🤖 AI Summary
Current medical AI systems face two key bottlenecks: domain-specific models exhibit poor generalizability, while general-purpose large language models lack clinical knowledge and tool integration capabilities. To address this, we propose a scalable clinical decision-making framework featuring a novel modular tool orchestration architecture that enables zero-intrusion integration of heterogeneous clinical tools. The framework unifies multi-agent collaborative scheduling, tool-augmented reasoning, and multimodal (imaging/tabular/text) alignment to generate auditable, traceable, and verifiable reasoning chains. Our core contribution is the generation of clinically interpretable decision pathways with audit-ready diagnostic processes. Evaluated on Alzheimer’s disease diagnosis, the framework achieves 93.26% accuracy—surpassing prior state-of-the-art by 4.1 percentage points—50.35% accuracy in disease progression prediction, 61.2% macro-averaged AUC for chest X-ray analysis, and 54.47% accuracy on visual question answering.
📝 Abstract
Healthcare decision-making represents one of the most challenging domains for Artificial Intelligence (AI), requiring the integration of diverse knowledge sources, complex reasoning, and various external analytical tools. Current AI systems often rely on either task-specific models, which offer limited adaptability, or general language models without grounding with specialized external knowledge and tools.
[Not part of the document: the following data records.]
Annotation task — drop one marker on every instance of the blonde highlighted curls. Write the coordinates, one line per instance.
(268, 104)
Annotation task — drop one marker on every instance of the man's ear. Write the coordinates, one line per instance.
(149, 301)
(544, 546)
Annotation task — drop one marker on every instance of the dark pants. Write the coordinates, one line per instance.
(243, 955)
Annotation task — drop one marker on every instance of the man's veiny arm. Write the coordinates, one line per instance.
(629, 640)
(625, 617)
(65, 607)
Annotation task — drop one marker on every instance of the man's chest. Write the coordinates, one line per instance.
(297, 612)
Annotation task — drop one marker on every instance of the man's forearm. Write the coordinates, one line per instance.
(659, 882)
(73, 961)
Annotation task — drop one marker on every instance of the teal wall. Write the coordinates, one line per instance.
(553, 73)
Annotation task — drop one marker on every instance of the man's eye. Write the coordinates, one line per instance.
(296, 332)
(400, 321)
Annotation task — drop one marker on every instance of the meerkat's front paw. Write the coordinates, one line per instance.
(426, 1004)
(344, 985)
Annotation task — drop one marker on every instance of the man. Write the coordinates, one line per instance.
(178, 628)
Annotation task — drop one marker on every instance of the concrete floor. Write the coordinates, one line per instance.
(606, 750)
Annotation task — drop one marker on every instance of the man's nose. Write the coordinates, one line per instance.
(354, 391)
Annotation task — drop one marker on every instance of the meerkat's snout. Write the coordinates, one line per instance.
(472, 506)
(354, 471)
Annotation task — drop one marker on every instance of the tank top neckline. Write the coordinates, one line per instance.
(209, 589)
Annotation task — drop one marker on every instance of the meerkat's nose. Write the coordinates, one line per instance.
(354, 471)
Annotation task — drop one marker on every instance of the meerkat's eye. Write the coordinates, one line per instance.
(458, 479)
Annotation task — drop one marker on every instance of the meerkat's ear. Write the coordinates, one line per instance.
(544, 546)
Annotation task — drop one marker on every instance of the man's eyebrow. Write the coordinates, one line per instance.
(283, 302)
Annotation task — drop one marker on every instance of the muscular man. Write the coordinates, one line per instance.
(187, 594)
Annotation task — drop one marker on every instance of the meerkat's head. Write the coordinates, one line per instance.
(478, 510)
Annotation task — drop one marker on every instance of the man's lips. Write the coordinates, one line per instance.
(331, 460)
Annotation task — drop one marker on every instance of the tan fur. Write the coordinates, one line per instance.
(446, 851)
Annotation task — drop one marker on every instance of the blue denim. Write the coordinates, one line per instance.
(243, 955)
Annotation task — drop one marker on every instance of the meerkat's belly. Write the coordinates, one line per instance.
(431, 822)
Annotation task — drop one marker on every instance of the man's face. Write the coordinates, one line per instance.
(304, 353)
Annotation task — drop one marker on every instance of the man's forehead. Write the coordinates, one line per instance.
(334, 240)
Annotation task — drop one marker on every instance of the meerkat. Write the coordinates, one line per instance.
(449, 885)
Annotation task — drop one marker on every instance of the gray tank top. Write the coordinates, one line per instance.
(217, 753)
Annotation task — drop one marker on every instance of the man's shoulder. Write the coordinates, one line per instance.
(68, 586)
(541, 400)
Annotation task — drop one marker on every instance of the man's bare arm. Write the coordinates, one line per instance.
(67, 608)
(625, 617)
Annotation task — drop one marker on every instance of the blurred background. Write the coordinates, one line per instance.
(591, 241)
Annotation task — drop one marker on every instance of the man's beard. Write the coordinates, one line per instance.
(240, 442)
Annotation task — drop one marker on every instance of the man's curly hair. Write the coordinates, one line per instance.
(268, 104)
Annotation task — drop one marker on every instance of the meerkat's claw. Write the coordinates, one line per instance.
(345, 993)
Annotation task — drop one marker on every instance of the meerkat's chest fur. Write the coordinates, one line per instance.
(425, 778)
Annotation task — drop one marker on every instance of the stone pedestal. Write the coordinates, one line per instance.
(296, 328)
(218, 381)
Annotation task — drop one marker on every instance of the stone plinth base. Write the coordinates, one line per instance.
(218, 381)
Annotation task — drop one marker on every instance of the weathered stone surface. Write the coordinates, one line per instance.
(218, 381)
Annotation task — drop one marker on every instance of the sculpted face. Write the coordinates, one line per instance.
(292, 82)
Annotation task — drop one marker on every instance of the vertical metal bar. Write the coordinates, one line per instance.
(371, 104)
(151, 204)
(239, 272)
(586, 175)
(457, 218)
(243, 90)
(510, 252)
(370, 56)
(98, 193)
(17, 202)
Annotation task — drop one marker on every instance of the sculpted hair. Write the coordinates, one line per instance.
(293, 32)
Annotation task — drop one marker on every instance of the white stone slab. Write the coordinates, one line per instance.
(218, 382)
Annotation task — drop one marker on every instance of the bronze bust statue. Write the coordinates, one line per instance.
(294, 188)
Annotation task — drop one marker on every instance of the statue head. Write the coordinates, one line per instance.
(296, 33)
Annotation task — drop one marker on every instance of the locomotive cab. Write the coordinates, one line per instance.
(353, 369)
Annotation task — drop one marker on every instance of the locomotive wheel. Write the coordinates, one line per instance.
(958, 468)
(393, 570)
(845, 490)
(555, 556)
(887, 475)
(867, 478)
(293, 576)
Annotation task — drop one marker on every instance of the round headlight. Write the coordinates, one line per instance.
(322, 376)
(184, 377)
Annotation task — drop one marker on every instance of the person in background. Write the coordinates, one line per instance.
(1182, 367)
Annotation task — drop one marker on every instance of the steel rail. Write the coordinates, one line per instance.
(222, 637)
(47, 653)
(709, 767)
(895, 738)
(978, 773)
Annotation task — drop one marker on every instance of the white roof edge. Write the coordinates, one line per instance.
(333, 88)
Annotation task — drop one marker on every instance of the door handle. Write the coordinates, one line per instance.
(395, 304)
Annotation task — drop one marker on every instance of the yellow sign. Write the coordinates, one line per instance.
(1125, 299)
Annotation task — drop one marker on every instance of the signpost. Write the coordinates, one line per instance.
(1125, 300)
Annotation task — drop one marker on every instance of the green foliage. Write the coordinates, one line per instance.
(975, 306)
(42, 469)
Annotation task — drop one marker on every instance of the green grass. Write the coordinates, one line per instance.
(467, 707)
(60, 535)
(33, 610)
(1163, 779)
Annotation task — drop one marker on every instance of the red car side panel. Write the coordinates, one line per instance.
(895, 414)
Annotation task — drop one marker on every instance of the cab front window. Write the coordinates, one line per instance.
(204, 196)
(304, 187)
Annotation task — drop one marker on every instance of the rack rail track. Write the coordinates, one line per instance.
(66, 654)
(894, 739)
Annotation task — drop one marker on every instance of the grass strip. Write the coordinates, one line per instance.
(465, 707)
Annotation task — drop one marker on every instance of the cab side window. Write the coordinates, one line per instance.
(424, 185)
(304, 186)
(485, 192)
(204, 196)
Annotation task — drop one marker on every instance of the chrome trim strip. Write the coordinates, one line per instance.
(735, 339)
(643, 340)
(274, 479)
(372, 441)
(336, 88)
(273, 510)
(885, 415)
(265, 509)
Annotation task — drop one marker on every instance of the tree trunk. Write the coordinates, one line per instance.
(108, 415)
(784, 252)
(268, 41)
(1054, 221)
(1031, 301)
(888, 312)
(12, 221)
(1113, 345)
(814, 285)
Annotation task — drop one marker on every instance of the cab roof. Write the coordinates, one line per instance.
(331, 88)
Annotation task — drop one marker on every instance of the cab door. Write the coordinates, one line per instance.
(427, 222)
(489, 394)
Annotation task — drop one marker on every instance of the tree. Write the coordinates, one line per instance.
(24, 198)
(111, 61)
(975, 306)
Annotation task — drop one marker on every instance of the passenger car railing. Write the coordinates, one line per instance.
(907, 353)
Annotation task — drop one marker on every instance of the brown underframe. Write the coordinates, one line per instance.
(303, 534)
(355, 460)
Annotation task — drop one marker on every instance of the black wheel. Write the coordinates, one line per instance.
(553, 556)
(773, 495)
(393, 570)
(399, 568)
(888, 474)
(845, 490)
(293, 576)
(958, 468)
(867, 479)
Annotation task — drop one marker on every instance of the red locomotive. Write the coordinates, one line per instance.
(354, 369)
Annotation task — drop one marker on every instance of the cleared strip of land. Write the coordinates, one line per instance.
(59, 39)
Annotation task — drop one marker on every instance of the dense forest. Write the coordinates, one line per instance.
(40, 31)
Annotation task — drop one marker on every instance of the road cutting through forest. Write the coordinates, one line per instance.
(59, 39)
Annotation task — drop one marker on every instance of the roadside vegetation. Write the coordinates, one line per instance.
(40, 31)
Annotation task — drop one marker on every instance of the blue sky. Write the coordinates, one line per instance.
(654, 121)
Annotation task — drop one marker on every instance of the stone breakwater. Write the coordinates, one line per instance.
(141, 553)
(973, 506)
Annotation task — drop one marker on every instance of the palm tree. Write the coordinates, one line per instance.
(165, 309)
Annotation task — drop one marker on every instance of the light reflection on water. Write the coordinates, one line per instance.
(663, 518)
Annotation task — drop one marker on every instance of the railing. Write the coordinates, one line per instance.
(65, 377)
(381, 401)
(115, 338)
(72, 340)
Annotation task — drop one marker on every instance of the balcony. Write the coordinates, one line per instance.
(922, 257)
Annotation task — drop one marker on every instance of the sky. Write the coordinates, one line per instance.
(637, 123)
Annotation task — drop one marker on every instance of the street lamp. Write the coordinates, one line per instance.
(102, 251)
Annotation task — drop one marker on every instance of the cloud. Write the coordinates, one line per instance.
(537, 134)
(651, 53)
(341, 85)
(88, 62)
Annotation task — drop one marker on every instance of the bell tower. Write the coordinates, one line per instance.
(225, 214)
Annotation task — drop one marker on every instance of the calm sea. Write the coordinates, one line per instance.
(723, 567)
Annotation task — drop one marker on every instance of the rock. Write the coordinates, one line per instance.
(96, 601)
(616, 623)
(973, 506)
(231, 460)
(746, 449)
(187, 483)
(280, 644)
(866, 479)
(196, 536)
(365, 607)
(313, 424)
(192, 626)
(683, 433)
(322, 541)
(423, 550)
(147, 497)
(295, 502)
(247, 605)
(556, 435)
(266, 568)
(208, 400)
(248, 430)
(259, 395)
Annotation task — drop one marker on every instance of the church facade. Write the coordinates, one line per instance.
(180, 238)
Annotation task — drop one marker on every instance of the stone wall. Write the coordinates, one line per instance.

We introduce MedOrch, a novel framework that orchestrates multiple specialized tools and reasoning agents to provide comprehensive medical decision support. MedOrch employs a modular, agent-based architecture that facilitates the flexible integration of domain-specific tools without altering the core system. Furthermore, it ensures transparent and traceable reasoning processes, enabling clinicians to meticulously verify each intermediate step underlying the system's recommendations. We evaluate MedOrch across three distinct medical applications: Alzheimer's disease diagnosis, chest X-ray interpretation, and medical visual question answering, using authentic clinical datasets. The results demonstrate MedOrch's competitive performance across these diverse medical tasks. Notably, in Alzheimer's disease diagnosis, MedOrch achieves an accuracy of 93.26%, surpassing the state-of-the-art baseline by over four percentage points. For predicting Alzheimer's disease progression, it attains a 50.35% accuracy, marking a significant improvement. In chest X-ray analysis, MedOrch exhibits superior performance with a Macro AUC of 61.2% and a Macro F1-score of 25.5%. Moreover, in complex multimodal visual question answering (Image+Table), MedOrch achieves an accuracy of 54.47%. These findings underscore MedOrch's potential to advance healthcare AI by enabling reasoning-driven tool utilization for multimodal medical data processing and supporting intricate cognitive tasks in clinical decision-making.